Так что Билла я проигнорировал и обратился к Роджу:
– А где Пенни?
– С ним. И Дэк с доктором – тоже.
– Он здесь?
– Да. – Поразмыслив, Клифтон добавил: – В смежной с вашей спальне, она предназначалась для супруги лидера официальной оппозиции. Там единственное место, где можно обеспечить ему необходимый уход и полный покой. Надеюсь, вас это не стеснит?
– Нет, конечно.
– Мы вас не побеспокоим. Спальни соединены гардеробной, но ее мы заперли, а стены звукоизолированы.
– Ну и отлично. Как он?
– Лучше. Много лучше – в целом. – Клифтон нахмурился. – Почти все время в сознании. – Подумав, он добавил еще: – Если хотите, можете его навестить.
Над ответом я размышлял долго.
– А что док говорит – скоро он сможет выйти на люди?
– Трудно сказать. Довольно скоро.
– А все же? Три, четыре дня? Тогда можно отменить пока что всякие встречи и убрать меня наконец со сцены. Так? Родж… как бы вам объяснить… Я с радостью повидал бы его и выразил мое уважение, но не раньше, чем выйду на публику в его роли последний раз. Иначе я не смогу правильно его играть.
Когда-то я допустил ужасную ошибку, пойдя на похороны отца. Долгие годы после, думая о нем, я видел его лежащим в гробу. Лишь много времени спустя мне удалось воскресить в памяти его истинный облик – мужественного и властного человека, который строго меня воспитывал и обучал ремеслу. Я боялся, что с Бонфортом выйдет то же самое. До сих пор я играл бодрого здорового мужчину в расцвете сил, каким видел его в многочисленных стереозаписях. Если я увижу Бонфорта больным и слабым, это может сказаться на моей игре.

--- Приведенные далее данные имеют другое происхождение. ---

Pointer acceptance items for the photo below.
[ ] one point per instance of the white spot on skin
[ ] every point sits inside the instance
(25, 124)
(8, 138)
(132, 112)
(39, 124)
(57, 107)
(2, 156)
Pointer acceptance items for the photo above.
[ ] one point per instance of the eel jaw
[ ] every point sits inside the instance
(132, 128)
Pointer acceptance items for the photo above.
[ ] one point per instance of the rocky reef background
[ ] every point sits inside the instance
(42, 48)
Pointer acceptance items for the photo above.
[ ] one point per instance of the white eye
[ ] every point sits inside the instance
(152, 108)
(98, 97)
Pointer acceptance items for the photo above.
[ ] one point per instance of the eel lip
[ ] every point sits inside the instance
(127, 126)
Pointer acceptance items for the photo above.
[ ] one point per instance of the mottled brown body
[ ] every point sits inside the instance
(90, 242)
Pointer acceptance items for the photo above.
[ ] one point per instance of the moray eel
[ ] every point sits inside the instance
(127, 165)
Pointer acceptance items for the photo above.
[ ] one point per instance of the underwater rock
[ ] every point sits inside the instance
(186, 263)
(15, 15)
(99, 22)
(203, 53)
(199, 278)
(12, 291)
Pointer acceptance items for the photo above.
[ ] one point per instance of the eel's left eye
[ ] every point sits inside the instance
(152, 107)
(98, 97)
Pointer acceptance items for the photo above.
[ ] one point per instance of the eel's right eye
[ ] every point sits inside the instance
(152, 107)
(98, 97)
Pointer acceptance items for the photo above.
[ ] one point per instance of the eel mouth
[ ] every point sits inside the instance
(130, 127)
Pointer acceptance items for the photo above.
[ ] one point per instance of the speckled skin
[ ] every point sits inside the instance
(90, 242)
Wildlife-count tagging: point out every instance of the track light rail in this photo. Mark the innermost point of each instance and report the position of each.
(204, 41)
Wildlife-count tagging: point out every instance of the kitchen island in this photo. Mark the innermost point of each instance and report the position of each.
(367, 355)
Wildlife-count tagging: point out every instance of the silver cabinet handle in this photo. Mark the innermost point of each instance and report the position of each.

– Не настаиваю, – ответил Клифтон, – вам видней. Можно, конечно, отменить все встречи, но хотелось бы, чтобы вы были на подхвате до его полного выздоровления.
Я чуть было не ляпнул, что император просил меня о том же, однако вовремя прикусил язык. Разоблачение несколько выбило меня из роли. Воспоминание об императоре напомнило еще об одном деле. Я вынул из кармана исправленный список и отдал его Корпсмену:
– Билл, это одобренный вариант для новостных служб. Одно изменение: вместо Брауна – де ла Торре.
– Что?
– Хезус де ла Торре вместо Лотара Брауна. Так пожелал император.
Клифтон удивился, а Корпсмен удивился и разозлился:
– Какая ему разница?! Нет у него такого права, черт бы его побрал!
Клифтон тихо добавил:
– Билл прав, шеф. Как юрист, специализирующийся по конституционному праву, могу вас заверить, что утверждение списка императором – акт чисто номинальный. Вы не должны были позволять ему вносить какие бы то ни было изменения.